In the process, I noticed that this would turn wikidata.rc.edits.oauth.593 into wikidata.rc.edits.oauth.5Widar13, because the 93 → Widar [1.3] replacement wasn’t anchored to replace only a full “node” in the series name. While trying to figure out how exactly to fix this (I think the correct solution is aliasSub('\.93', '.Widar13')), I inadvertently requested a bunch of renders where the aliasSub() changed the number of periods in the series name, which seems to have confused aliasByNode() (according to https://www.irccloud.com/pastebin/dVXB5kM1/). And the problem persisted until I closed the browser tab that kept making these bad requests, and then (after another restart of the service, to clear out the requests which were never going to finish or time out) it seems to have gone away.

Looking at the board is fine now; I’ll try to be more careful when editing it (i. e. edit the query in Notepad instead of using Grafana’s graphical editor, then try it out by curling the Graphite API directly once I think it’s fine, and notify ops if the request appears to be moribund).

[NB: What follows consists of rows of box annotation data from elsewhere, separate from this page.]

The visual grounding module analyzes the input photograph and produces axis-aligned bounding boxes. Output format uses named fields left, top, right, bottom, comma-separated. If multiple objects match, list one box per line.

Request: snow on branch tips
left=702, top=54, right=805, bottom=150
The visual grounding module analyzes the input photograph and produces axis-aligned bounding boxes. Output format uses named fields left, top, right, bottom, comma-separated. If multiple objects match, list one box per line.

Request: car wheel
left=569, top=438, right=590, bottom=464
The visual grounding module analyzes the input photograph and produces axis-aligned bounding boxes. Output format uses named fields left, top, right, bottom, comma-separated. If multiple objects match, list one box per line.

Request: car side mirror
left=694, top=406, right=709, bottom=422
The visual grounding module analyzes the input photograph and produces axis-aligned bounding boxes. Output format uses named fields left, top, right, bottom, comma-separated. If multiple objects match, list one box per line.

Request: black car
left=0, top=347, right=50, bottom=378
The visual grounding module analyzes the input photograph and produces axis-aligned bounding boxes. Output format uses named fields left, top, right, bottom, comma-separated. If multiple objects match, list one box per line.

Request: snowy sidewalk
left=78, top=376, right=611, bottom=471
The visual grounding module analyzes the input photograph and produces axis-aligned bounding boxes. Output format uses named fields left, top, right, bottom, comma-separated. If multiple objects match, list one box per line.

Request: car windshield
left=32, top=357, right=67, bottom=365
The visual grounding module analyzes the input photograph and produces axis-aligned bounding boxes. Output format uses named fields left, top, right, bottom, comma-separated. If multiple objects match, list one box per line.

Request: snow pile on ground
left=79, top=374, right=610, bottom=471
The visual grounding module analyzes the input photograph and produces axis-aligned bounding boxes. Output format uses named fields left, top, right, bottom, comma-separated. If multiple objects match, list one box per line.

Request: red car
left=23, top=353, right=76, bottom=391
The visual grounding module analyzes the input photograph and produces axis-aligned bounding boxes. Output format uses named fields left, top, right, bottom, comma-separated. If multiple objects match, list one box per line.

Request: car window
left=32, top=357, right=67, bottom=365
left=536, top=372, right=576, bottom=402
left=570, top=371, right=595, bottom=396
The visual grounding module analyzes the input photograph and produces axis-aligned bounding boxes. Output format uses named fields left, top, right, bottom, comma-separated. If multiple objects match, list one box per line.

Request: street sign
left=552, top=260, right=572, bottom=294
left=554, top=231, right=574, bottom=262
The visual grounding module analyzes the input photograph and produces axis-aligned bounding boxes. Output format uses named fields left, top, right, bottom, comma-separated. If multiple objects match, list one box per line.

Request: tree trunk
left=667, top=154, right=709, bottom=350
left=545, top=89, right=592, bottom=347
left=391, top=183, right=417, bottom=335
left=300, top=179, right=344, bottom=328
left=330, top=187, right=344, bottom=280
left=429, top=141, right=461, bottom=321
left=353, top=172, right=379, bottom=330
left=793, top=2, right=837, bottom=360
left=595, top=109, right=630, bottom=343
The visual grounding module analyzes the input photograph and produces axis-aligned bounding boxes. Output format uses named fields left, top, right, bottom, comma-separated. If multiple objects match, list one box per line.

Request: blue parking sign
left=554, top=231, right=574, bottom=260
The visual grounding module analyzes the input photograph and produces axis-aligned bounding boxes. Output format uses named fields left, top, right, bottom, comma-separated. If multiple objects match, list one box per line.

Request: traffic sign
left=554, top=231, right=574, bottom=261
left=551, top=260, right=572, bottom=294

Edit: my edited query was not fine, I’ll stop messing with this for now

Change 494620 had a related patch set uploaded (by CDanis; owner: CDanis):
[operations/puppet@production] add uwsgi worker timeouts + max RSS for graphite

https://gerrit.wikimedia.org/r/494620

jbond triaged this task as High priority.Mar 6 2019, 10:43 AM
jbond subscribed.

Change 494620 merged by CDanis:
[operations/puppet@production] graphite: uwsgi workers: set timeouts + max RSS

https://gerrit.wikimedia.org/r/494620

Lucas, can you verify that this is resolved?

Seems so, yes. I got an error from Varnish after 60 seconds and the graphite-eqiad board looks totally healthy. Thanks!